А криогенный луч с температурой всего на два градуса выше абсолютного нуля — идеальная линия передачи электроэнергии? Мы радовались, как дети, предвкушая невиданный расцвет земной науки и техники. А способы образования вихревых полей в пространстве? Не перечислить и тысячной доли всего, что мы везли с Теоры…
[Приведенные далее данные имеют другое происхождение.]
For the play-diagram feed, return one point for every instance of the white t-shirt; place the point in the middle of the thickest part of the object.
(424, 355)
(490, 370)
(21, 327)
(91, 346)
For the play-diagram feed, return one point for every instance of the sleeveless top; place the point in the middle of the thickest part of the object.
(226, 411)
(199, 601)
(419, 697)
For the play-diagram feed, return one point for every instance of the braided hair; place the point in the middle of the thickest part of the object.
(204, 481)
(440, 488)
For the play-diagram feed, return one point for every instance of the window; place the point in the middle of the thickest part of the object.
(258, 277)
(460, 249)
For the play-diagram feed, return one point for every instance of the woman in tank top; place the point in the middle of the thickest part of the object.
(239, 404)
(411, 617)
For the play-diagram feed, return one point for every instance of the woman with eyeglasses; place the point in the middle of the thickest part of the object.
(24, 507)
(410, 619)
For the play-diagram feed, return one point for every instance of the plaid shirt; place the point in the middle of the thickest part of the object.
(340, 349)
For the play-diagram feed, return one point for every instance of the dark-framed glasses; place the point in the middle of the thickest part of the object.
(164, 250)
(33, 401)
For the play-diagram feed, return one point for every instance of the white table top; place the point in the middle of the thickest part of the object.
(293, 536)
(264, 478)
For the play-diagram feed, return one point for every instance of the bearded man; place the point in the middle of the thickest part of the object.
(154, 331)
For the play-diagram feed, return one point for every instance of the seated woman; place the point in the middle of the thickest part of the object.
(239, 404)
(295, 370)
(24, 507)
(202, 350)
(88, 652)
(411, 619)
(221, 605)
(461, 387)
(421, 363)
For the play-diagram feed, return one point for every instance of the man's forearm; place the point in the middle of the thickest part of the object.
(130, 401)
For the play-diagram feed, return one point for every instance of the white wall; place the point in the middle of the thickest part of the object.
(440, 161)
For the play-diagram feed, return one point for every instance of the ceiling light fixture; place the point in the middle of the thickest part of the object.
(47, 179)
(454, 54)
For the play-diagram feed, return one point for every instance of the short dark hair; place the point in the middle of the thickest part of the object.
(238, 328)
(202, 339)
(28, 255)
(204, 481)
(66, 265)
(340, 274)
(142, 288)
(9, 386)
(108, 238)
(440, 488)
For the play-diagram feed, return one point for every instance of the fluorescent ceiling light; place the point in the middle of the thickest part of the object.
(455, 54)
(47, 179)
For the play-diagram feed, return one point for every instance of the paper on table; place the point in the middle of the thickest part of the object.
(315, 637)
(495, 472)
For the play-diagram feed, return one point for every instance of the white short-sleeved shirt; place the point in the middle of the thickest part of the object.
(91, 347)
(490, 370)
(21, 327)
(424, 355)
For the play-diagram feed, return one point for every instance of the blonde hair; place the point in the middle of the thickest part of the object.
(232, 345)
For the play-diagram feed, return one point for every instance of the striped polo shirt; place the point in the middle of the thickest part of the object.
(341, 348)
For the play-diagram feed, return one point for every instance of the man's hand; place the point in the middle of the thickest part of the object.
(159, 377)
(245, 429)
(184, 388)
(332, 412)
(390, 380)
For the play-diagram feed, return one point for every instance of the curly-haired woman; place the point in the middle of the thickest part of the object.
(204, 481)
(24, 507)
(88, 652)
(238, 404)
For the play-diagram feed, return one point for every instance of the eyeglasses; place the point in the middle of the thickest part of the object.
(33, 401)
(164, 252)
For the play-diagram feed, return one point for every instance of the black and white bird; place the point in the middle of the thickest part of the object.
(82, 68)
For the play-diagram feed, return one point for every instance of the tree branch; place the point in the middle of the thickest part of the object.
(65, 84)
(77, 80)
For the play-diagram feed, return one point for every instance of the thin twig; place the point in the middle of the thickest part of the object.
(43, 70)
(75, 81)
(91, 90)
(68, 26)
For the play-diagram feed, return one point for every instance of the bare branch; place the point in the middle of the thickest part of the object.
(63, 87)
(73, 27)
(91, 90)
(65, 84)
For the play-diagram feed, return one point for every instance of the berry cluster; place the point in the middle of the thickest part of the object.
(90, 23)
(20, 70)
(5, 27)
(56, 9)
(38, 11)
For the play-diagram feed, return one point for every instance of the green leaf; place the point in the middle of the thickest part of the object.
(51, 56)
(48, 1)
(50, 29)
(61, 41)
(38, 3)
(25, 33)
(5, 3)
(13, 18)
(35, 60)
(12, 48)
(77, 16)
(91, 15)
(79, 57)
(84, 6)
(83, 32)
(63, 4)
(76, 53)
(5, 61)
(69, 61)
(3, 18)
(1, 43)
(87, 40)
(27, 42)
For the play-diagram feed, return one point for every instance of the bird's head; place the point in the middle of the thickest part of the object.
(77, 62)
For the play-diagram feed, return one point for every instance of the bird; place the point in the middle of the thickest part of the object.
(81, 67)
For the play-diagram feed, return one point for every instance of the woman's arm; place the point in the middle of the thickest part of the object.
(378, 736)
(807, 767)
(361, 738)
Когда мы отправились обратно, наш перегруженный звездолет разогнали теориане. Три их корабля буксировали нас чуть не половину пути. Никаких запасов горючего не хватило бы, чтобы придать должное ускорение нашему кораблю, масса которого увеличилась вдвое. Восемь тысяч тонн одних только документов везли мы с собой, восемь тысяч тонн спрессованной информации! Мы с трудом передвигались по тесным проходам между стеллажами и ящиками. Даже в аквариуме Си Многомудрого вместо песка были насыпаны информкристаллы.
Перед стартом нас завалили подарками, но брать их уже было некуда. Лишь по просьбе всего экипажа капитан взял себе теорианского двухголосого поющего котенка (Клемма их терпеть не может), который действительно видит в темноте: одним глазом освещает, а другим смотрит. Я его иногда вместо фонарика использовал, для создания уюта. Напевает себе тихонько дуэтом и светит на страницу, а за стенкой приборы пощелкивают, а ты лежишь у себя в каюте на ящиках, на надувном матрасе, крытом норковым покрывалом, и спускается на тебя покой от сознания выполненного долга…
Так о чем это я? Ах да, о подарках. Лева Матюшин заслужил репутацию великого композитора (упомянутая «Подружка моя», а также «Эй, ухнем», «Ревела буря», «Распрягайте, хлопцы, коней» — это все «его»), так ему пришлось взять — как откажешься? — сборник мелодий Теоры, напетых различными ораторами на встречах, симпозиумах и семинарах. Кто сейчас не знает эту поразительную по эмоциональному воздействию музыку!
Настал день, когда мы поднялись на трап катера, — все было погружено, уложено и упаковано. Это был последний рейс. И снова поле космодрома затоплено народом. Не было только детей до шестнадцати лет: они могли не выдержать скорби расставания.
Прощальный доклад исполнил хор сотрудников комиссии по предупреждению желаний. Дедуля прибыть не мог и дирижировал хором заочно. Мы держались.
Потом микрофон взял наш капитан. Он не стал петь. Он сказал:
— Спасибо вам, люди. За радушие, за доверие, за вашу доброту. Мы не говорим прощайте. Мы говорим — до свидания. Прилетайте к нам тоже за песнями…
Ах, уж этот капитан! Он всегда знал, что сказать и о чем промолчать, провидец. Он поднял руки — и над космодромом зазвучала «Лунная соната», наш прощальный подарок Теоре.
Мы постарели еще на год, а на Земле прошло еще тридцать лет. Задолго, когда до Солнца оставались месяцы полета, автоматы включили трансляторы, и наш звездолет стал непрерывно излучать в пространство два слова: «Мы возвращаемся. Мы возвращаемся». И вскоре мы услышали земное:
— Привет вам, родные наши! Мы ждем вас на орбите Плутона. Ваш путь свободен, пространство перед вами чисто. Не бойтесь ошибки. Если понадобится — мы примем вас в колыбель.
Эта самая колыбель на наших экранах схематически изображалась в виде гигантского сгустка вихревых электромагнитных полей…
— Мы как-нибудь сами, — пробормотал капитан.
А Лева Матюшин расчехлил гитару и раскрыл сборник теорианских мелодий, с которым не расставался.
Особая форма
Капитан — он и есть капитан. О нем если писать, то только на нотной бумаге в мажорных тонах. Но и не только он, каждый член нашего экипажа имеет заслуги перед человечеством. Вообще, это нетрудно: помог ты кому-нибудь, накормил голодного, посадил дерево или выручил из беды — вот ты и заслужил перед человечеством. Оно очень доброту ценит. И не важно, сколько народу о твоем добром деле знают, хоть бы и ты один. Ты ведь тоже из человечества…
Это я все к тому, что в тот раз мой друг, физически сильный и очень волевой Вася Рамодин, спас экипаж. Именно на Сирене — так мы назвали планету — в полной мере проявились Васины способности. Если бы не он, то не знаю, что делал бы и сам капитан. Даже капитан, попавший там под чуждое нам влияние.